My answer to this question was deleted. For anyone who can't see it, the answer was:
I hope somebody will correct me if I'm wrong, but it seems that the simplest way to phrase the main objection is that decoherence doesn't even try to solve anything beyond "for all practical purposes."
Fine: just imagine that we're sufficiently advanced to make it "practical" to track all the degrees of freedom for the system in question. Then it's clear that decoherence is just a fancy word for simple entanglement, and we're back at square one.
I admit it could have been phrased more clearly, but one comment says "If you have a new question, please ask it by clicking the Ask Question button" and another says "This does not provide an answer to the question." I don't think either applies.

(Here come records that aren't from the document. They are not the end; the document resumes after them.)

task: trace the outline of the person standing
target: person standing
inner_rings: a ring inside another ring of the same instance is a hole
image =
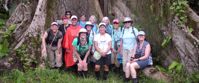
[[[86,22],[85,29],[87,30],[88,37],[93,41],[96,33],[93,31],[93,24],[90,21]]]
[[[79,24],[82,28],[85,27],[85,25],[86,25],[86,16],[85,16],[85,15],[82,15],[82,16],[80,17],[80,20],[79,20],[78,24]]]
[[[42,52],[47,50],[48,64],[50,68],[60,68],[62,66],[62,33],[58,30],[56,22],[51,23],[50,29],[44,32],[42,37]]]
[[[109,65],[111,64],[111,45],[112,39],[106,33],[106,24],[99,24],[99,34],[94,37],[95,53],[95,75],[96,79],[100,78],[100,67],[104,66],[103,80],[106,80],[109,73]]]
[[[64,35],[66,33],[66,30],[67,30],[67,28],[69,27],[70,24],[68,23],[68,18],[67,17],[63,17],[62,21],[63,21],[63,24],[60,25],[59,31],[62,32],[62,35],[64,37]],[[63,43],[63,40],[62,40],[62,43]],[[64,54],[65,54],[65,49],[62,46],[62,57],[64,57]],[[62,62],[64,63],[64,58],[62,58]]]
[[[71,11],[66,11],[65,16],[63,16],[64,18],[66,18],[68,20],[68,24],[71,24],[71,19],[70,19],[71,16],[72,16]]]
[[[132,26],[133,20],[130,17],[124,18],[124,27],[122,28],[120,51],[122,51],[123,71],[125,72],[126,63],[135,53],[138,30]]]
[[[95,15],[91,15],[89,18],[89,21],[93,25],[92,30],[97,34],[99,32],[99,30],[98,30],[98,26],[97,26],[97,18],[95,17]]]
[[[102,22],[106,24],[106,32],[109,35],[112,35],[113,33],[113,25],[110,24],[110,20],[108,17],[103,17],[102,18]]]
[[[79,30],[81,27],[77,25],[78,18],[73,15],[71,17],[72,24],[66,30],[66,34],[64,35],[63,47],[65,49],[64,61],[65,67],[69,68],[74,66],[75,62],[73,61],[73,40],[78,36]]]
[[[122,65],[122,55],[118,51],[120,48],[120,37],[122,35],[121,27],[119,26],[120,22],[118,19],[113,20],[113,33],[112,33],[112,52],[114,54],[114,60],[112,60],[117,68]]]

It seems to me that it does answer the question. A strong objection to the claim that decoherence solves collapse is that it intends to solve it only "for all practical purposes" (FAPP), which is easily overcome by having enough "practical" ability to track and control all relevant entanglements.
For example, Penrose:
Under normal circumstances, one must regard the density matrix as some kind of approximation to the whole quantum truth. For there is no general principle providing an absolute bar to extracting information from the environment.[...] Accordingly, such descriptions are referred to as FAPP [For All Practical Purposes]

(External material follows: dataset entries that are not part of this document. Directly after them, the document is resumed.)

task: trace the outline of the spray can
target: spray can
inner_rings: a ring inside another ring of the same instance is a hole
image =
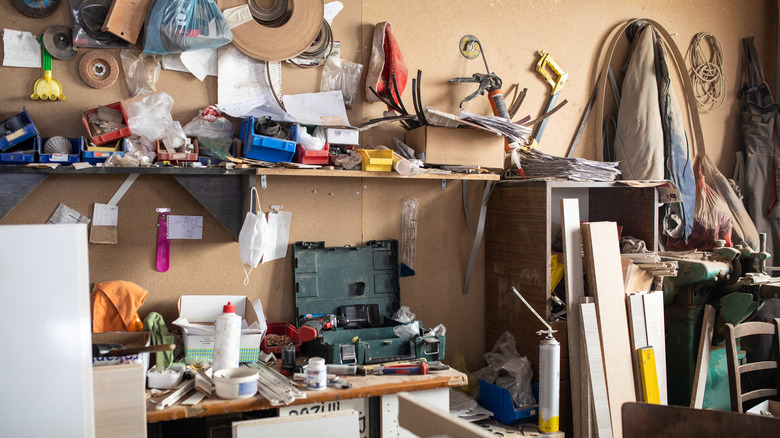
[[[561,343],[552,333],[539,344],[539,432],[558,431]]]
[[[238,368],[241,349],[241,317],[229,301],[215,321],[214,362],[212,372],[223,368]]]
[[[561,386],[561,343],[554,337],[550,324],[544,320],[528,301],[520,295],[514,287],[515,295],[520,297],[526,306],[539,318],[539,321],[547,327],[546,330],[536,332],[540,335],[546,335],[539,344],[539,432],[553,433],[558,432],[558,417],[560,406],[560,386]]]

Maybe a future technology could provide means whereby quantum phase relations can be monitored in detail, under circumstances where present-day technology would simply ‘give up’. It would seem that the resort to a density-matrix description is a technology-dependent prescription! With better technology, the state- vector description could be maintained for longer, and the resort to a density matrix put off until things get really hopelessly messy!
Is there a way to contact the members who marked it for deletion and ask for clarification? Is that an appropriate course of action? Is there any sense in asking for undeletion?